From the Desk of Maureen Smith
August 17, 2022
As the TimeSlips community continues to grow, we’re introducing you to each of our team members and highlighting the work that benefits YOUR creative engagement. From managing myriad details of member requests, creating content for communications, to individual training and large-scale organizational partnerships, these are the faces behind the TimeSlips team. It’s our joy to get to know you, and for you to get to know us!
This week we would like to introduce you to Maureen Smith.
What’s your role at TimeSlips?
I am the new Communications Coordinator! I’ll be managing email communications, newsletters, social media, graphic design, and all things front-facing.
What drew you to working with TimeSlips?
I found out about TimeSlips about five years ago when I had the opportunity to interview Program Manager Sam Goodrich for a podcast I was producing. The excitement and passion she had for this organization really stuck with me, and when I saw there was a position that matched my skills, I was very eager to apply. Additionally, I spent a great deal of time with my grandmother in her last years, and even though I hadn’t been through any TimeSlips training at the time, the concept of Beautiful Questions had stuck with me from my conversation with Sam. Having even a shred of a roadmap eased a lot of discomfort.
What are you excited about with this new position?
The thing that really excites me about this position is how much there is to share. Every organization needs to communicate with their audience in one way or another, but when the foundation of your work is storytelling, it presents the opportunity for much more engaging and interesting content.
What gift would you give the older generation?
I would give the gift of accessible technology. One of the main sources of discomfort for my grandmother was feeling disconnected, but the technology she wanted to learn how to use to keep in touch with her children and grandchildren wasn’t accessible to her. For example, the screen of an iPhone wasn’t sensitive enough to pick up her fingerprints, and the buttons were too small for her to pin-point. The device also required that she remember a password, and she wasn’t able to do that reliably and would get locked out.
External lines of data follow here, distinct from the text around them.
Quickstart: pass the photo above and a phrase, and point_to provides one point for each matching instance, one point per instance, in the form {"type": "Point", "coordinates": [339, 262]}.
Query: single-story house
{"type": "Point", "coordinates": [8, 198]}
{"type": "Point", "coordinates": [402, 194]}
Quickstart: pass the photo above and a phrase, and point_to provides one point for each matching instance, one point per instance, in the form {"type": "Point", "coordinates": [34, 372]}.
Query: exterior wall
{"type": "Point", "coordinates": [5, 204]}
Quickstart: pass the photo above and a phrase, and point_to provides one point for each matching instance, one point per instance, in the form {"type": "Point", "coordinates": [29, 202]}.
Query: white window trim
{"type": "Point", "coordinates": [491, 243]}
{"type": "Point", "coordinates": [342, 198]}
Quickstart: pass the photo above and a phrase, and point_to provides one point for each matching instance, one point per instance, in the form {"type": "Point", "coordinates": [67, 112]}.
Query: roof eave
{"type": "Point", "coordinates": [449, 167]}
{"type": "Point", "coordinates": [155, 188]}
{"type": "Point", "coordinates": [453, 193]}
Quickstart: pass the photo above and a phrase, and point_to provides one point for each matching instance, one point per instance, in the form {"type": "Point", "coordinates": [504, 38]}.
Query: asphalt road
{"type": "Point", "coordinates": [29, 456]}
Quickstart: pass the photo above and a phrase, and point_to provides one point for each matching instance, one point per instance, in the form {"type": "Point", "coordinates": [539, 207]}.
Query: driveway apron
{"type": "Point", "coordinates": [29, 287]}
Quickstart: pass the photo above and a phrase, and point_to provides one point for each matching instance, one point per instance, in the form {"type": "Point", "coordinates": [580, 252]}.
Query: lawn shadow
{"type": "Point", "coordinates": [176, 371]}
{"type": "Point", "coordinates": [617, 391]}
Lastly, she didn’t feel confident troubleshooting when she was having a problem, so when we would see her, we would spend half our visit untangling a mountain of problems she was having with her internet, her phone, her laptop, etc. There shouldn’t be as many barriers for elders in their desire to connect with younger generations easily.
Describe the perfect day off. What would you do?
I’m a bit of a homebody, so my perfect day off would involve leaving my apartment briefly to enjoy some fresh air and to retrieve a cup of coffee and breakfast, and spending the rest of the day relaxing, watching whatever show I’m currently deeply engrossed in, and catching up with friends and family over FaceTime. I feel pretty fortunate to get to experience my perfect day off fairly regularly!